The main entry points are:
1. `create_async_engine`
2. `AsyncSession`
3. Repository-level `select / update / delete`
The LangGraph checkpointer also communicates with the database through backend-specific async savers, but that logic is centralized in `persistence/drivers`.
### 10.2 Communication with External Application Interfaces
The `storage` package does not expose external APIs by itself. External communication is handled by the `app` layer.
The typical path is:
1. An HTTP request enters a FastAPI route
2. The route gets an `infra` adapter through dependency injection
3. `infra` calls a `storage` repository
4. The route converts the result into an API response
There is also a runtime-event path:
1. The runtime emits a run lifecycle event or a run event
2. An observer or event store calls `infra`
3. `infra` calls `storage`
4. The data is persisted into the database
So more precisely, `storage` does not communicate outward on its own.

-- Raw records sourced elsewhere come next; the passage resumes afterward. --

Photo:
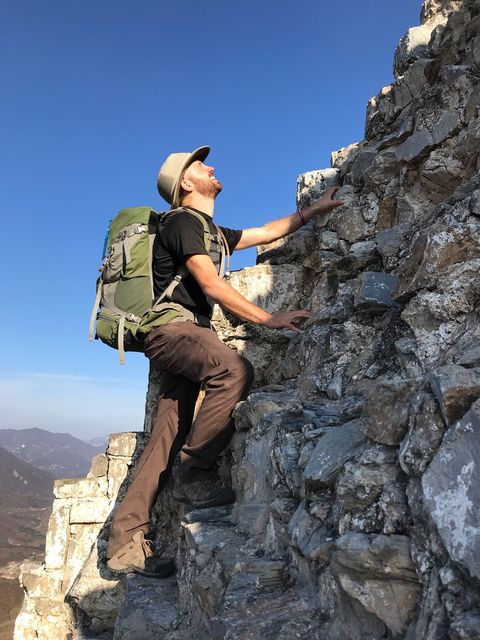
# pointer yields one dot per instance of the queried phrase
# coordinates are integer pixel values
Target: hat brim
(199, 154)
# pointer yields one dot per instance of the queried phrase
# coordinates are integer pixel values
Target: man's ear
(186, 185)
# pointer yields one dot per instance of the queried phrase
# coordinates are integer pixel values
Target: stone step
(149, 611)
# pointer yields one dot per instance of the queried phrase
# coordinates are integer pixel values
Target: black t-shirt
(182, 236)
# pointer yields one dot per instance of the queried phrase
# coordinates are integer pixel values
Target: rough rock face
(355, 460)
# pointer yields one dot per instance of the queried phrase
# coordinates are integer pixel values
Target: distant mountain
(57, 453)
(99, 443)
(26, 496)
(20, 478)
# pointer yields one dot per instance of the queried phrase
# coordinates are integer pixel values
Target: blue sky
(95, 95)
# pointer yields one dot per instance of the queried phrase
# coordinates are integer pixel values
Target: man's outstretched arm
(203, 270)
(284, 226)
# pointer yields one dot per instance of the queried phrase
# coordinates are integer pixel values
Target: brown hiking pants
(188, 355)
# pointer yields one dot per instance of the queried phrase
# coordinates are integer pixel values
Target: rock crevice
(355, 459)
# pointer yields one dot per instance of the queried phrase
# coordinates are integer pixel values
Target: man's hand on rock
(323, 204)
(284, 320)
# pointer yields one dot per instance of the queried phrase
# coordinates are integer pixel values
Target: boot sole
(165, 573)
(202, 504)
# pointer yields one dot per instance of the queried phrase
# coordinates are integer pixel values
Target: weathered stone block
(426, 429)
(99, 466)
(80, 488)
(58, 532)
(82, 539)
(471, 358)
(351, 226)
(386, 410)
(404, 130)
(451, 487)
(374, 292)
(418, 144)
(389, 242)
(40, 583)
(311, 185)
(333, 450)
(124, 444)
(379, 573)
(118, 469)
(466, 626)
(412, 46)
(98, 593)
(309, 536)
(90, 511)
(432, 254)
(455, 389)
(363, 481)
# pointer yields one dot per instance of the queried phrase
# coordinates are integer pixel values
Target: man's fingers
(292, 327)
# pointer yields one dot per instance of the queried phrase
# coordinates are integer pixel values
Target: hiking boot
(209, 492)
(137, 556)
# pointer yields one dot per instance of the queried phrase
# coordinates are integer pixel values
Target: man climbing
(190, 354)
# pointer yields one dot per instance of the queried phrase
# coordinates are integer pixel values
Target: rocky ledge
(355, 460)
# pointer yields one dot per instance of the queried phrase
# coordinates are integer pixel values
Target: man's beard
(210, 188)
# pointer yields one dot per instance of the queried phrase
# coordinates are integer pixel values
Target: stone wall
(355, 458)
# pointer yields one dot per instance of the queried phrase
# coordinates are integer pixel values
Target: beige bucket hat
(172, 170)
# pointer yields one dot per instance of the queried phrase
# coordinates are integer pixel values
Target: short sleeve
(232, 236)
(183, 236)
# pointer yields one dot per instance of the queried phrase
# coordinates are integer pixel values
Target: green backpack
(125, 301)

It acts as the database boundary inside the application and is consumed by both the HTTP layer and the runtime layer.
## 11. Current Design Philosophy
The current code reflects a fairly clear design philosophy:
1. Unify checkpointer storage and application data storage under one entry point.
2. Use repository contracts to isolate upper layers from ORM details.

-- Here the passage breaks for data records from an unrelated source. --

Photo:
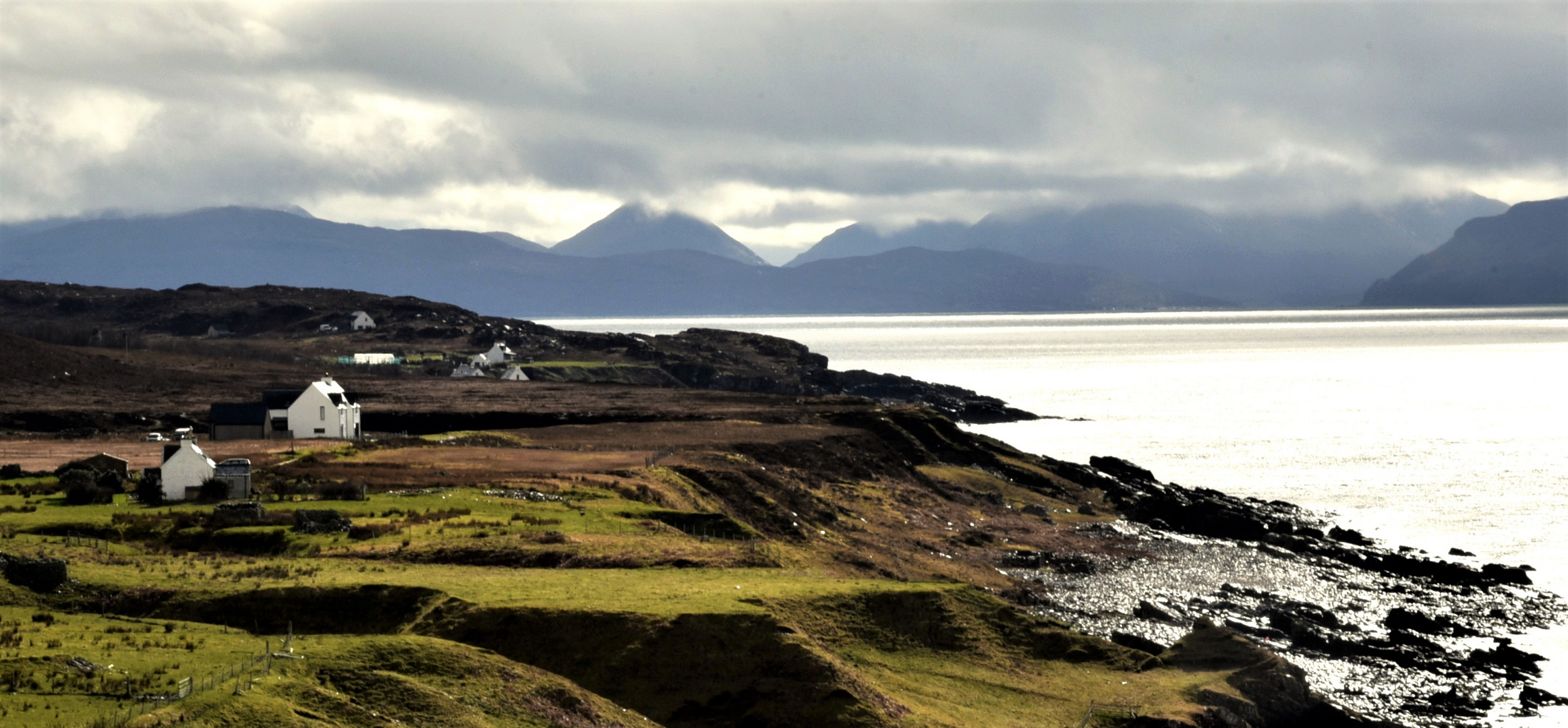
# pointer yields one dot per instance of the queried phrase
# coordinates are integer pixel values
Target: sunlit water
(1424, 428)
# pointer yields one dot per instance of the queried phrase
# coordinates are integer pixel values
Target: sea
(1426, 428)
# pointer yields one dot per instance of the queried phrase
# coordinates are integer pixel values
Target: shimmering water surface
(1426, 428)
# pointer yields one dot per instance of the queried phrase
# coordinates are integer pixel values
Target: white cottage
(324, 411)
(184, 467)
(499, 355)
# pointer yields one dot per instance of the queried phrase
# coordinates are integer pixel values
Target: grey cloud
(902, 110)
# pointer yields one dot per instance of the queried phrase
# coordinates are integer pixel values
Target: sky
(778, 121)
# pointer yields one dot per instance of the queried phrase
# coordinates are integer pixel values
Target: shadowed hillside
(1517, 257)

3. Use an `infra` adapter layer to isolate app semantics from storage semantics.
4. Prefer async SQLAlchemy to fit the modern async application stack.
5. Keep database dialect differences contained in shared base types and driver builders.

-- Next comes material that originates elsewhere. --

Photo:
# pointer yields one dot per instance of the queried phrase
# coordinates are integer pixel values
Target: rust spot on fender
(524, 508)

6. Keep actor / user visibility rules in app infra rather than hard-coding them into ORM models.
That means this is not meant to be a full business data layer. It is a composable low-level persistence package.
## 12. Scope and Boundaries
What the current `storage` package is responsible for:
1. Database connection parameters and initialization
2. LangGraph checkpointer integration
3. ORM base model conventions
4. Core DeerFlow persistence models
5. Repository contracts and database implementations
What it is not responsible for:
1. FastAPI route protocols
2. Authentication and authorization
3. Business workflow orchestration
4. Actor context binding
5. SSE / stream-bridge network communication
6. Higher-level facade semantics
Those responsibilities live in `app.gateway`, `app.plugins.auth`, `deerflow.runtime`, and `app.infra`.
## 13. Example End-to-End Call Chains
For "create a run and then update its state when execution finishes", the chain looks like this:
```text
HTTP POST /api/threads/{thread_id}/runs
-> gateway router
-> RunsFacade
-> AppRunCreateStore
-> RunStoreAdapter
-> build_run_repository(session)
-> DbRunRepository
-> runs table
execution completes
-> runtime emits lifecycle event
-> StorageRunObserver
-> RunStoreAdapter / ThreadMetaStorage
-> DbRunRepository / DbThreadMetaRepository
-> runs / thread_meta tables
```
For "query the messages of a run", the chain looks like this:
```text
HTTP GET /api/threads/{thread_id}/runs/{run_id}/messages
-> gateway router
-> get run_event_store from app.state
-> AppRunEventStore
-> build_run_event_repository(session)
-> DbRunEventRepository
-> run_events table
```
## 14. Summary
In one sentence, the role of `backend/packages/storage` in the current system is:
It is DeerFlow's database and persistence foundation, unifying database integration, ORM models, repository contracts, database implementations, and LangGraph checkpointer integration; the `app` layer then turns those low-level capabilities into thread, run, event, and feedback semantics through `infra`, and exposes them through HTTP routes and the runtime event system.